Professor Fenner's research career began after World
War II when Sir Macfarlane Burnet offered him a position at the Walter and
Eliza Hall Institute of Medical Research.
There he examined how the ectromelia virus spread in mice. This early research into the spread of
viruses in mammals led to extensive work in determining how chickenpox and
smallpox spread throughout human communities.
In the 1960s he was internationally recognised as a pox virus
expert. He was appointed chair of the
Global Commission for the Certification of Smallpox Eradication and began his
association with the World Health Organization which he continues today. His work towards the eradication of smallpox
led to the award of the prestigious Japan Prize in Preventative Medicine in
1988 and the Albert Einstein Science Award in 2000. His groundbreaking research into myxomatosis during the 1950s
and 1960s resulted in the control of the rabbit population in Australia. In 1995 Professor Fenner was awarded the
Royal Society's Copley Medal for his research on myxoma and pox viruses and
their relationship with the host in causing disease.

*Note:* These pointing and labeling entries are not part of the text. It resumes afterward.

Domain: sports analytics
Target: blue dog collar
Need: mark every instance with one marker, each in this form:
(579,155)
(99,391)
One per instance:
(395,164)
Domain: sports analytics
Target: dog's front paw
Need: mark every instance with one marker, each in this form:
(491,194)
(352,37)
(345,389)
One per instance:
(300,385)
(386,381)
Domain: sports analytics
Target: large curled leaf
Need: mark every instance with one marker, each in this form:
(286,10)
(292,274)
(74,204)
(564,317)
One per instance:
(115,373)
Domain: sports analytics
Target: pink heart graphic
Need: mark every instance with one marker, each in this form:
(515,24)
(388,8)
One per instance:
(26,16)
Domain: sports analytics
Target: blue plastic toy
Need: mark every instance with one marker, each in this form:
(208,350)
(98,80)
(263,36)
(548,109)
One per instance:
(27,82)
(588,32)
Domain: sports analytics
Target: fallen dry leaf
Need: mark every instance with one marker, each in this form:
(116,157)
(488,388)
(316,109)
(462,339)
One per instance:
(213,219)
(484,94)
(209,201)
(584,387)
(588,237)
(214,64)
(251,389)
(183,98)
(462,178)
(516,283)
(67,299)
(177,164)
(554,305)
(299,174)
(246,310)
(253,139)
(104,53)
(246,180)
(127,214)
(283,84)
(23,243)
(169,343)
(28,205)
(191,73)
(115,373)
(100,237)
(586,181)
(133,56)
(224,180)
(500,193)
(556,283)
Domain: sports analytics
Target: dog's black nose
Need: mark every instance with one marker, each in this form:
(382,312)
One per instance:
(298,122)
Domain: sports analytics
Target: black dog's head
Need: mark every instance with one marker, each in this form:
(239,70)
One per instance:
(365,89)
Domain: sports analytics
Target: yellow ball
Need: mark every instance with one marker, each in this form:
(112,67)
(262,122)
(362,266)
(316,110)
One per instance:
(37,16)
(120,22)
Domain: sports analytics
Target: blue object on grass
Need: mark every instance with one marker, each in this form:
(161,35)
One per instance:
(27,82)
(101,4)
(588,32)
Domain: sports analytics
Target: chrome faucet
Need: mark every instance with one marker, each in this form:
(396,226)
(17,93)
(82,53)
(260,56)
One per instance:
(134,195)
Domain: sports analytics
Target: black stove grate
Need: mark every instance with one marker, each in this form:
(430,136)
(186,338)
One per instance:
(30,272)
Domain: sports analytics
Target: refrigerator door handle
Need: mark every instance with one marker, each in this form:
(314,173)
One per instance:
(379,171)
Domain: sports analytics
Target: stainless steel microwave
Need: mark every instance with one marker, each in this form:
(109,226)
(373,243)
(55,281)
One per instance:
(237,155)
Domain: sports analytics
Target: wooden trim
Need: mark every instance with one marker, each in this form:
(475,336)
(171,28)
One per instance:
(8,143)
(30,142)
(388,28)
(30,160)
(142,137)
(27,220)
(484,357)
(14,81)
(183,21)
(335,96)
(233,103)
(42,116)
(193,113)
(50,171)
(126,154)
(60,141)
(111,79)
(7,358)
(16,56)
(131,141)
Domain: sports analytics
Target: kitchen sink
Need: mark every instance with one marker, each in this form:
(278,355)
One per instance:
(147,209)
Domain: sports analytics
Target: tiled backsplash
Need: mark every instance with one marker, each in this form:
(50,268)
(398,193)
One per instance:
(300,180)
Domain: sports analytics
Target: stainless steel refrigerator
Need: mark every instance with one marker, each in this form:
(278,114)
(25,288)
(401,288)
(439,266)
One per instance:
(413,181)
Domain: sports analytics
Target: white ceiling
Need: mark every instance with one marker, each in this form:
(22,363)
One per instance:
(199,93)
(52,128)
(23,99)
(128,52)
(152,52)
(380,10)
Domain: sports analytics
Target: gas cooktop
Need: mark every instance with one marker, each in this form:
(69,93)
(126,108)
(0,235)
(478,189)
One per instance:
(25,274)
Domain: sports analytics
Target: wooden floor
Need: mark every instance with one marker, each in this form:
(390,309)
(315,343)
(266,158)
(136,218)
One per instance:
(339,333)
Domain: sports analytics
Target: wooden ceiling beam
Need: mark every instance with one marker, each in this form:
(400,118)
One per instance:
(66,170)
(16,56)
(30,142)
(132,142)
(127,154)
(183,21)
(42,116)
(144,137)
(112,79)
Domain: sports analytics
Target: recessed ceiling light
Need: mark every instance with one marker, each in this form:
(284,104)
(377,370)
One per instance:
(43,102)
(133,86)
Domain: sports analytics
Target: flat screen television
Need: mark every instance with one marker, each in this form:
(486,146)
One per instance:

From his appointment as the founding Professor of
Microbiology at the Australian National University's John Curtin School of
Medical Research in 1949, Professor Fenner became the Director of the JCSMR
from 1967 to 1973. He left that
position to become the founding Director of the ANU's Centre for Resource and
Environmental Studies. Professor Fenner
retired in 1979 but continued his research as a Visiting Fellow with JCSMR in
1980. He continues to work with such organisations as the World Health
Organization and participates in international meetings such as the
International Congress of Virology and Microbiology. In 2002, Professor Fenner received the Lifetime Achievement Award
from the Ian Clunies Ross Foundation.
Throughout his career, Professor Fenner's late wife
Bobbie was both an assistant, working with him in the early days as a technical
assistant, and a companion, sharing an avid interest in gardening and
entertaining students and scholars from around the world. In addition to the professional awards
Professor Fenner has received, he and his wife also have had the distinction of
having the ANU's Fenner Hall named in recognition of their dedication to both
medical research and to the scientific community.
Professor Fenner has been interviewed as part of the
Academy's Video Histories of Australian Scientists project. An edited
transcript of the interview is available at
http://www.science.org.au/scientists/ff.htm.
The Academy also extends its congratulations to Ruth Dircks, winner of
the inaugural Prime Minister’s Prize for Excellence in Science Teaching in
Secondary Schools. Ruth began her association with the Academy in 1981 during
the production of the third edition of the Academy's landmark biology text, The
Web of Life. She continued to work with the Academy as project director of
two further Academy texts, Disease and Society and Biology: The
Common Threads. In 1990 Ruth Dircks was awarded an Order of Australia Medal
for her contributions to science education and in 1991 received a Distinguished
Service Award from the Australian Science Teachers Association. She is currently teaching at Dungog High School in New South Wales.